There's nothing for sale but if you are feeling generous, you can send me money. See that slot on the front of your computer? Just slide a couple of large bills in there. 

SketchUp for Woodworkers


----------



## SketchUp Guru (10 Dec 2005)

By the way, if you don't have SketchUp but would like to see the tutorials, you can download a free viewer from SketchUp. Click their logo at the top of my page and you can get it.

Oh, and in case anyone wonders, I don't get anything from SketchUp except enjoyment from using it. They aren't paying me anything for this.


----------



## aldel (10 Dec 2005)

Hi Dave,
That's a great idea. I have gone to your site but can't open any of your drawing links yet though.


Thanks, aldel


----------



## wizer (10 Dec 2005)

thanks very much Dave

=D>


----------



## SketchUp Guru (10 Dec 2005)

Aldel, will you try again? They do require that you have SketchUp on your computer (or the viewer) to see them.


----------



## wizer (10 Dec 2005)

Dave the links to the files are directed to your PC, not your webserver. You need to change the file locations.


----------



## SketchUp Guru (10 Dec 2005)

Oops!  My bad. It should be fixed now.

Sorry about that.


----------



## aldel (10 Dec 2005)

Dave 

Three are now working, just the router flute drawing link to fix now.
Great stuff, 
Thanks.

Aldel


----------



## Woody Alan (10 Dec 2005)

Dave

Seriously useful stuff, thanks very much

Alan


----------



## SketchUp Guru (10 Dec 2005)

Thanks guys. I think it is all fixed now.

Dave


----------



## Chris Knight (10 Dec 2005)

Dave,
That is really useful, thanks very much.


----------



## devonwoody (11 Dec 2005)

Thanks DaveR for your posting and links. I was able to download the viewer and all tutorials (which worked OK for me) .
Tried to download the 7 day trial but cannot find anything apart from the viewer again in a Last yellow folder. Mind you at a price of £315 I think at my age I will stick to the brown envelopes system I have always used.


----------



## SketchUp Guru (11 Dec 2005)

DW, I know the software isn't cheap but it is less than alot of the full-fledged 3D CAD softwareout there. I guess nothing can beat the back of a brown envelope for cheap.

If you do go for it, you'll find the learning curve quite short and the software pretty intuitive to use.

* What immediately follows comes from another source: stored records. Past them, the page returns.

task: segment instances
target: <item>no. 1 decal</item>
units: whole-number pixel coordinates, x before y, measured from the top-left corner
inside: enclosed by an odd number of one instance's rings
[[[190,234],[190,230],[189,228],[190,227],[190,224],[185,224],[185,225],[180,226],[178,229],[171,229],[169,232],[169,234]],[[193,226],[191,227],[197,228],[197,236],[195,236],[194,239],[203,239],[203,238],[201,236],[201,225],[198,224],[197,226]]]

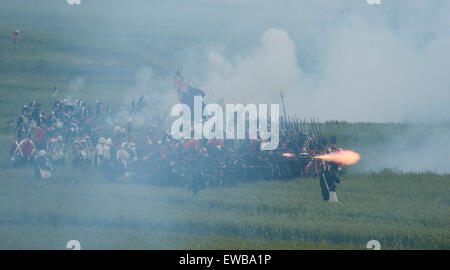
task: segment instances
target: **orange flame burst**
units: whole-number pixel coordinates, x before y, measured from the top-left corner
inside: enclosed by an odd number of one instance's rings
[[[342,165],[352,165],[361,159],[361,156],[351,150],[341,150],[326,155],[315,156],[314,158],[335,162]]]

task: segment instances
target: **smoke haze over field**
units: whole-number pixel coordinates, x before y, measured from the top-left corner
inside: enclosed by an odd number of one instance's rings
[[[15,9],[0,11],[0,17],[21,28],[24,39],[28,29],[75,39],[67,48],[81,56],[84,73],[70,78],[72,96],[97,78],[125,78],[128,87],[118,100],[129,104],[143,95],[152,108],[169,111],[178,101],[172,85],[181,63],[186,80],[206,92],[206,103],[280,103],[283,90],[288,114],[300,118],[449,123],[450,1],[381,2],[14,1]],[[11,15],[40,7],[39,20]],[[135,116],[136,125],[146,126],[154,113]],[[436,160],[448,160],[442,150],[450,145],[447,135],[446,128],[406,130],[374,146],[373,153],[394,149],[395,158],[382,164],[381,156],[374,157],[367,168],[440,164],[442,171],[445,164]],[[396,156],[398,147],[421,155],[406,162]]]

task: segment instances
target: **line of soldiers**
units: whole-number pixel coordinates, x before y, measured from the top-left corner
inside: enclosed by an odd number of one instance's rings
[[[136,112],[144,104],[140,99],[127,110]],[[325,152],[314,121],[282,119],[279,147],[261,151],[259,140],[174,140],[155,126],[145,142],[138,144],[132,136],[131,119],[126,127],[115,126],[110,137],[99,134],[102,122],[111,118],[109,108],[101,102],[92,108],[79,100],[56,101],[45,113],[40,107],[32,102],[22,108],[16,123],[17,140],[10,150],[12,160],[34,160],[36,177],[42,179],[50,178],[54,166],[65,162],[66,146],[71,145],[74,166],[98,167],[107,179],[132,176],[147,183],[187,186],[194,193],[206,186],[301,176],[320,176],[322,188],[327,186],[332,192],[333,183],[339,181],[330,167],[334,165],[312,158]],[[329,196],[324,195],[325,199]]]

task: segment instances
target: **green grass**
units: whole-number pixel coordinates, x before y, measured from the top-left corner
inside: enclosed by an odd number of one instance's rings
[[[318,179],[194,196],[129,179],[109,182],[93,169],[58,167],[54,179],[36,181],[32,168],[11,168],[5,150],[14,128],[5,122],[23,104],[34,99],[47,107],[55,84],[64,97],[82,77],[77,98],[117,107],[140,67],[171,76],[183,48],[204,34],[177,36],[175,13],[164,28],[160,20],[113,24],[96,20],[98,6],[77,13],[63,2],[17,0],[0,9],[0,249],[64,249],[72,239],[83,249],[365,249],[371,239],[383,249],[450,249],[448,174],[357,173],[371,146],[411,128],[420,138],[432,125],[324,123],[327,137],[337,135],[340,146],[363,157],[356,169],[345,169],[338,204],[321,200]],[[23,33],[14,47],[16,27]],[[135,130],[139,142],[142,133]]]
[[[194,196],[127,179],[111,183],[90,172],[35,181],[31,172],[5,171],[1,248],[58,249],[63,236],[86,249],[341,249],[364,248],[371,239],[384,248],[450,247],[446,176],[348,175],[340,203],[330,204],[321,201],[317,179],[210,188]]]

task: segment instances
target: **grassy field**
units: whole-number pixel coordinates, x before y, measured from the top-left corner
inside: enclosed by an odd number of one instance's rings
[[[139,68],[171,76],[180,49],[205,34],[180,36],[173,14],[164,31],[153,27],[162,24],[155,19],[133,35],[143,15],[125,27],[120,16],[118,23],[95,21],[97,6],[81,16],[63,2],[1,4],[0,249],[65,249],[72,239],[83,249],[365,249],[372,239],[383,249],[450,249],[450,175],[358,169],[370,160],[370,146],[411,128],[426,134],[427,125],[324,123],[326,136],[337,135],[363,157],[360,167],[346,168],[338,204],[321,200],[318,179],[242,183],[194,196],[110,182],[93,169],[58,167],[54,179],[36,181],[32,168],[11,168],[14,128],[6,121],[23,104],[34,99],[47,107],[55,84],[66,96],[81,77],[76,98],[119,105]],[[14,47],[17,27],[23,31]]]

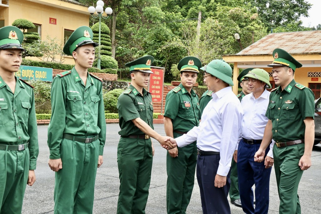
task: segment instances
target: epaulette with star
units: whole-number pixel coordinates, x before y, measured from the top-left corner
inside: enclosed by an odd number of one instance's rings
[[[173,90],[175,93],[177,93],[180,91],[181,89],[179,86],[177,86],[173,89]]]
[[[20,80],[20,81],[21,81],[22,82],[23,82],[23,83],[25,83],[25,84],[26,84],[26,85],[29,85],[29,86],[30,86],[30,87],[31,87],[31,88],[32,88],[33,89],[34,89],[34,88],[35,88],[35,87],[33,87],[33,86],[32,86],[32,85],[30,85],[30,84],[29,84],[29,83],[28,83],[28,82],[26,82],[26,81],[25,81],[24,80],[22,80],[22,79],[20,79],[20,78],[19,78],[19,80]]]
[[[304,88],[306,87],[304,85],[301,85],[299,83],[295,83],[295,85],[294,85],[296,87],[299,88],[299,89],[301,89],[301,90],[302,90]]]
[[[69,73],[71,73],[71,71],[64,71],[63,72],[61,72],[60,73],[58,73],[57,74],[56,76],[58,77],[62,77],[64,76],[65,76],[67,74],[69,74]]]

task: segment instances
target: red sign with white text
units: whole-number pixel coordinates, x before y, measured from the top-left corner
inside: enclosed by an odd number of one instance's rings
[[[161,103],[163,100],[163,89],[164,88],[164,70],[152,68],[149,80],[149,91],[152,94],[153,102]]]

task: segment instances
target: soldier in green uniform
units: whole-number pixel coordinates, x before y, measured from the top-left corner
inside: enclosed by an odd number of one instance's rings
[[[195,84],[201,61],[187,56],[177,65],[181,83],[166,97],[164,123],[167,135],[181,136],[198,126],[198,97],[192,89]],[[166,158],[167,172],[166,202],[169,214],[186,213],[194,186],[197,159],[196,141],[169,150]]]
[[[36,181],[39,148],[33,87],[15,76],[25,50],[23,40],[19,28],[0,28],[1,214],[21,213],[26,185]]]
[[[121,129],[117,150],[120,182],[118,214],[145,213],[153,150],[150,137],[169,149],[174,147],[153,130],[152,96],[144,88],[152,73],[153,60],[152,56],[145,56],[125,65],[129,67],[131,82],[117,103]]]
[[[274,61],[268,66],[273,67],[273,78],[279,86],[271,91],[265,114],[269,120],[254,159],[264,160],[265,149],[273,138],[279,213],[299,214],[298,187],[303,170],[311,166],[314,140],[314,96],[310,89],[293,79],[294,71],[302,66],[301,64],[282,49],[275,49],[273,56]]]
[[[242,71],[238,76],[238,81],[240,82],[240,85],[242,89],[241,93],[237,95],[240,102],[241,102],[244,96],[251,93],[249,90],[248,80],[247,79],[244,79],[244,76],[253,69],[252,68],[245,69]],[[236,156],[237,154],[237,152],[234,152],[233,156]],[[234,204],[237,207],[242,207],[242,203],[241,203],[241,199],[240,199],[240,193],[239,191],[239,179],[237,166],[236,162],[234,161],[234,158],[232,158],[232,163],[231,164],[231,175],[230,176],[231,187],[230,188],[229,193],[231,200],[231,203]]]
[[[63,50],[75,65],[53,81],[48,142],[49,166],[56,172],[55,214],[92,213],[96,172],[102,164],[106,138],[102,84],[88,72],[98,45],[90,28],[76,29]]]

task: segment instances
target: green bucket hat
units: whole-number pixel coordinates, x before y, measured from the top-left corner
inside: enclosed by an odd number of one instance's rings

The worst part about it is that to orbit around your drawing in SU, you hold the mouse wheel down. I find myself trying to use that function to orbit around photos in other software. :roll:


----------



## tim (11 Dec 2005)

Thanks Dave - helpful indeed

DW - the only trial available that I know of is 8 hours. if you go to http://www.sketchup.com/ and click on the big red button saying 'download sketchup' - you'll be away!

Cheers

Tim


----------



## devonwoody (11 Dec 2005)

tim":mv1n0rab said:


> Thanks Dave - helpful indeed
> 
> DW - the only trial available that I know of is 8 hours. if you go to http://www.sketchup.com/ and click on the big red button saying 'download sketchup' - you'll be away!
> 
> ...



Yes Tim I did, but I dont know where its gone! (downloaded OK .then did the install but the only thing I can find is a viewer).


----------



## superunknown (11 Dec 2005)

Thank you Dave, excellent stuff


----------